/Git_merge

analytic solution to the git-merge algorithm, derived from "Git Re-Basin: Merging Models modulo Permutation Symmetries"

Primary LanguageJupyter Notebook

Git Merge

Implementation in pytorch of the weight matching algorithm presented in Git Re-Basin: Merging Models modulo Permutation Symmetries"

description

This project is part of my final exam for the Neural Network 2023 class from Sapienza university.

This repository contains a main notebook, some models weight and a some object. The use of the object will be explain in the main notebook GIT_MERGE. The notebook contains also a small report and some personal consideration.

The solution implemented are original (no reference to the original code base) and fully working over the main problem

Usage

The notebook contains 2 main section:

  • the definition of some functions
  • the experiment part

More in details, the first part contains the following section:

  • import the lib [import lib]
  • download the datasets [Dataset and Dataloader]
  • create the Network class [Models definiton & utility]
  • define all the functions for the permutation part [Permutation utility]

After this, it's possible train any desired MLP (as show in the experiment part) and merge with another MLP with the same architecture. I think about 2 principal way for use the permutation utility:

Evaluation of the compatibility between 2 models: (obtain explicit the permutation)

model_A, model_B = Net(), SNet()
model_A, model_B = model_A.to(device), model_B.to(device)

loss_fn = nn.CrossEntropyLoss()

#train model A
#train model B

params_A, params_B = dict(model_A.named_parameters()), dict(model_B.named_parameters())
params_A, params_B = detach_parameters(params_A), detach_parameters(params_B)

P = get_empty_P_as_dict(params_B)
A_funct = get_A_functs(params_A, params_B)
info_perm = permutation_model_info(params_B)

new_P = weight_matching(A_funct, P)

Simple interpolation of 2 models: (git merge, obtain directly a new model)

model_a = Net() 
# train model_a
model_b = Net()
# train model_b
permuted_model = git_merge(model_a, model_b, silent=True)
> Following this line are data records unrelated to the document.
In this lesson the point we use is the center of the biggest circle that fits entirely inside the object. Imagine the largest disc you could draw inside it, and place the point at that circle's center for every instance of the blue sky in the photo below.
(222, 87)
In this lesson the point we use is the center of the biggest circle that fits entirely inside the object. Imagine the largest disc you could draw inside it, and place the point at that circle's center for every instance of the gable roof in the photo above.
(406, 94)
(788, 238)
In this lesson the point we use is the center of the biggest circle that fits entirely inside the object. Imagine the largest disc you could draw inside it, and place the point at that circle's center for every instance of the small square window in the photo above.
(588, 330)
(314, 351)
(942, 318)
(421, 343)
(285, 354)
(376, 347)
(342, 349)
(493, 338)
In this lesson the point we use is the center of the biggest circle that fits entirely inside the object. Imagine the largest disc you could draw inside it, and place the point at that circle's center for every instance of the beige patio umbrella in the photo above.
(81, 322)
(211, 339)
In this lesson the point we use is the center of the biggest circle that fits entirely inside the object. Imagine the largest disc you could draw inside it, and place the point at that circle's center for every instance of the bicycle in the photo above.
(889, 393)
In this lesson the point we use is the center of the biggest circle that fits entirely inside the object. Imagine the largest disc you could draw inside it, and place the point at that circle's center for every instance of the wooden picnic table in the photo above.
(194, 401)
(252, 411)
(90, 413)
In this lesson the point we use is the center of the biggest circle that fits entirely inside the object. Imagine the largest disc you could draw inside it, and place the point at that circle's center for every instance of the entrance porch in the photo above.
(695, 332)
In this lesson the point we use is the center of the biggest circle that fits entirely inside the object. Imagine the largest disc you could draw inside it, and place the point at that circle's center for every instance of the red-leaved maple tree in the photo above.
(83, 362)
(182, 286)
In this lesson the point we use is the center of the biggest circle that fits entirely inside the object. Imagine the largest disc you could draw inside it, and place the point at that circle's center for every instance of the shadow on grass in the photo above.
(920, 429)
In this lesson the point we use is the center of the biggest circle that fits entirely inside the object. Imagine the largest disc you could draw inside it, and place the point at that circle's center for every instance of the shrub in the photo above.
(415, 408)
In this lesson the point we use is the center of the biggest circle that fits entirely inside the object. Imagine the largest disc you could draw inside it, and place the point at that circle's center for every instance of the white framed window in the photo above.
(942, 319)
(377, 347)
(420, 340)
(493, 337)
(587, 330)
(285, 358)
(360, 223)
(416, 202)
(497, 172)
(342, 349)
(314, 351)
for evaluate the possible permutation use:

coef_vector = np.linspace(start=0.0, stop=1.0, num=10)
eval_dict_non_permuted = evaluate_interpolation(data_loaders['choosen_dataset'],
                                            loss_fn,
                                            model_A
                                            model_B, 
                                            coef_vector, device=device)

eval_dict_permuted = evaluate_interpolation(data_loaders['choosen_dataset'],
                                            loss_fn,
                                            model_A
                                            permuted_B, 
                                            coef_vector, device=device)
plot_barrier(eval_dict_non_permuted, eval_dict_permuted, coef_vector, 'title')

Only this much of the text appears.